Caso o termo ainda não lhe seja familiar, eu explico: o balonê se refere a roupas que têm um volume arredondado (que pode ser mais ou menos acentuado), com a parte de baixo da costura virada para dentro. O resultado é um efeito "abalonado", como o próprio nome já diz, que se assemelha ao que convencionamos chamar no caso das mangas de "bufantes".

Saia balonê na cor creme sobre uma mesa
O balonê indicam roupas que têm um volume arredondado, com a parte de baixo da costura virada para dentro - Filipe Redondo/Folhapress

A modelagem, que ganhou destaque nos anos 1980, entrou para o rol da má fama da moda e, mesmo tendo tido um novo momento sob o sol no início dos anos 2000, é amplamente reconhecido como de "gosto duvidoso" (entre aspas, porque o termo foi retirado diretamente da uma outra publicação de moda que, recentemente, ecoou a "volta do balonê").

O post me remeteu imediatamente à minha própria experiência com o balonê. Ao contrário, sempre fui atraída por cores, formas ou modelagens que lá pelos idos de 2010 eu adquiri um short balonê de segunda mão. Peça que permanece ativa no meu armário até hoje. E é por conta dessa experiência em primeira pessoa com o balonê que o post fez meus olhos se revirarem. Sou testemunha da estranheza que o balonê gera e lembro perfeitamente dos olhares direcionados ao meu pobre short cujo único pecado foi —literalmente— ser fofo demais.

A verdade é que o post faz pensar que, ao sairmos às rua nas próximas semanas ou meses, podemos nos deparar com uma, duas, três, dez pessoas usando a tal "tendência". Infelizmente, ou felizmente, dificilmente será esse o caso. O artigo tenta inutilmente dar um ar de desejo mainstream àquilo cujo uso pontual e efêmero se restringe apenas a uma "elite" da moda que dita as regras e também lucra com elas.

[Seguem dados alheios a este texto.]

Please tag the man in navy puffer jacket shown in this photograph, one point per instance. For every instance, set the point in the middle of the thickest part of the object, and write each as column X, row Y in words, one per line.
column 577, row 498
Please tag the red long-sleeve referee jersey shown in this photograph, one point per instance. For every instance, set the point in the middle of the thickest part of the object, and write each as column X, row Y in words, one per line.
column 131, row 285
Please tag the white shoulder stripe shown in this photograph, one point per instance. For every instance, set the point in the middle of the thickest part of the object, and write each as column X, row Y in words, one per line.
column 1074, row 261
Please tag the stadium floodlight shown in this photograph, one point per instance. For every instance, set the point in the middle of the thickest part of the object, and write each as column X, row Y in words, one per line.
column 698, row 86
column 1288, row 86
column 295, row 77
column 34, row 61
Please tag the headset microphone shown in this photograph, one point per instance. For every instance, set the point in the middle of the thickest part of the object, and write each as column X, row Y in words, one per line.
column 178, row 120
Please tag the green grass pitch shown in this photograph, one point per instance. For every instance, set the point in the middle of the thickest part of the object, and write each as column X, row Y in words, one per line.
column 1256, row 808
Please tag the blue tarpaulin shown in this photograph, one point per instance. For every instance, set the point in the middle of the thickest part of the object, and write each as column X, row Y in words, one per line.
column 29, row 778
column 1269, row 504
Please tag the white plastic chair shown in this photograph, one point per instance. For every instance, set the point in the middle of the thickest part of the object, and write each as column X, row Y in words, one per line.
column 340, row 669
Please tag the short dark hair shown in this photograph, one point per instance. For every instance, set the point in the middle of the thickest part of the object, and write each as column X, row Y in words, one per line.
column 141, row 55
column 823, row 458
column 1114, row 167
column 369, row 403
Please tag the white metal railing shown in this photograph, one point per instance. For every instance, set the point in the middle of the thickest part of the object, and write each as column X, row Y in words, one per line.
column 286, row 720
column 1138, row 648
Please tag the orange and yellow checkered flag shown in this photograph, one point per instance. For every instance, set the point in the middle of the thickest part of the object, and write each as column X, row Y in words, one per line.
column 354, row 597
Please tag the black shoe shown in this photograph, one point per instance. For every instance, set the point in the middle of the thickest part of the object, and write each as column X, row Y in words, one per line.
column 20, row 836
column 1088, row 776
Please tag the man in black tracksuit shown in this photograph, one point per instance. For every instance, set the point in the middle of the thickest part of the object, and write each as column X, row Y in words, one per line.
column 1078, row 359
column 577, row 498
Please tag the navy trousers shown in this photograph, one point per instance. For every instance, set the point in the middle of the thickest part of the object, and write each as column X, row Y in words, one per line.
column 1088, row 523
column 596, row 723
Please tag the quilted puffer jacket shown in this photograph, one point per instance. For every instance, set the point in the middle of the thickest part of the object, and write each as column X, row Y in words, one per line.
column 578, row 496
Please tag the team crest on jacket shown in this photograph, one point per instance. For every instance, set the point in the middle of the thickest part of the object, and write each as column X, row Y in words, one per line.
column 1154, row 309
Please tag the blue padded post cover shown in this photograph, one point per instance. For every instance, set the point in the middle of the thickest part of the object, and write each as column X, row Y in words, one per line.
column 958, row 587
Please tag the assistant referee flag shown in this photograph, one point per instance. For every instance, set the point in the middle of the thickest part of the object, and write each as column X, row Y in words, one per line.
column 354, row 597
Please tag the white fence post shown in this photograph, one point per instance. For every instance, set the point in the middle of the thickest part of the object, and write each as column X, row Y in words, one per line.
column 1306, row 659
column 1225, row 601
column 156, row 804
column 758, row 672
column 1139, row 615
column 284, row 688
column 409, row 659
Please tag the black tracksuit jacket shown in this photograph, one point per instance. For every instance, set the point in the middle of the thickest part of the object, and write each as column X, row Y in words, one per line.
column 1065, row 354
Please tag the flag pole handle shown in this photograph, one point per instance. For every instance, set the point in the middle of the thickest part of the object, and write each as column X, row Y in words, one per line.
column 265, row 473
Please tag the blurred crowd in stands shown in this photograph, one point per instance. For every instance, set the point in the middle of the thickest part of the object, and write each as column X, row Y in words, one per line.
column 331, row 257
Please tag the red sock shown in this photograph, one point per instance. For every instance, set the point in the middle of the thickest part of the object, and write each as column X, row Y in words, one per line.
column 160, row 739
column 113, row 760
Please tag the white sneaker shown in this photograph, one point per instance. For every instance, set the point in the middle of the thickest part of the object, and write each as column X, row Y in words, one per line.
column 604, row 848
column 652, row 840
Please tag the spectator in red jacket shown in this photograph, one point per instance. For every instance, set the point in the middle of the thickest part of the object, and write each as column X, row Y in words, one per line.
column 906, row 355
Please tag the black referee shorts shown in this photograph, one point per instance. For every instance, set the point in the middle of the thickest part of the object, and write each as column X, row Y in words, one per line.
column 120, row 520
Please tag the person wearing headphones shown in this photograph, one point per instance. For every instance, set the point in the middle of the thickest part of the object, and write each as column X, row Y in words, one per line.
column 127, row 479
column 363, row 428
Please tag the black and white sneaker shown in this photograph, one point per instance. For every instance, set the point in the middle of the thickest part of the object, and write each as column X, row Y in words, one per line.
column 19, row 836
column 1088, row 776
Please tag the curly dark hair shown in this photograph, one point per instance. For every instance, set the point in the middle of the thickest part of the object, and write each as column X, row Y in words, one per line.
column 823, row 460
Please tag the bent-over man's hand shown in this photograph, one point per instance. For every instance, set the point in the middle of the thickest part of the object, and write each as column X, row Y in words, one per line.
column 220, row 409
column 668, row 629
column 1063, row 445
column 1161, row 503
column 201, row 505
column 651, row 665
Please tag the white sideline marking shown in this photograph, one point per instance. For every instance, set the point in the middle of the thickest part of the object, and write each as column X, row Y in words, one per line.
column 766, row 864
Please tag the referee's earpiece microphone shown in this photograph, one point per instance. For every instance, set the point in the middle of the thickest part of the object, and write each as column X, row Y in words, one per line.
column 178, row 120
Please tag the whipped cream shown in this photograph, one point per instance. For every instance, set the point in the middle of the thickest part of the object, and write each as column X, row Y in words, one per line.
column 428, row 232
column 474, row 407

Nada disso é novidade, desde que o mundo é mundo e a moda é moda, tal qual como a conhecemos, que essa indústria vive de gerar desejos —muitas vezes estapafúrdios— para gerar consumo. Mas com o advento das redes sociais e a entrada de marcas de ultra fast fashion na cena, o ritmo de lançamentos de tendências e se proliferou numa velocidade nunca antes experimentada.

E como nada se cria da noite para o dia, as tais tendências têm abordado temas cada vez mais esdrúxulos. É um tal de tomato girl, normcore, cottage norm, mob wife (sim, até look de mulher de mafioso parece ter virado moda), todos nomes metidos para empacotar atitudes ou gêneros que há muito existem em maior ou menor grau, mas que são colocados sob uma lupa e explodidos para a internet, gerando desejo e, muito provavelmente, frustração.

Me chamem de careta, mas eu gostava mais daquele breve momento há poucos anos quando as tendências vinham das ruas, da inspiração real, e não dos publiposts.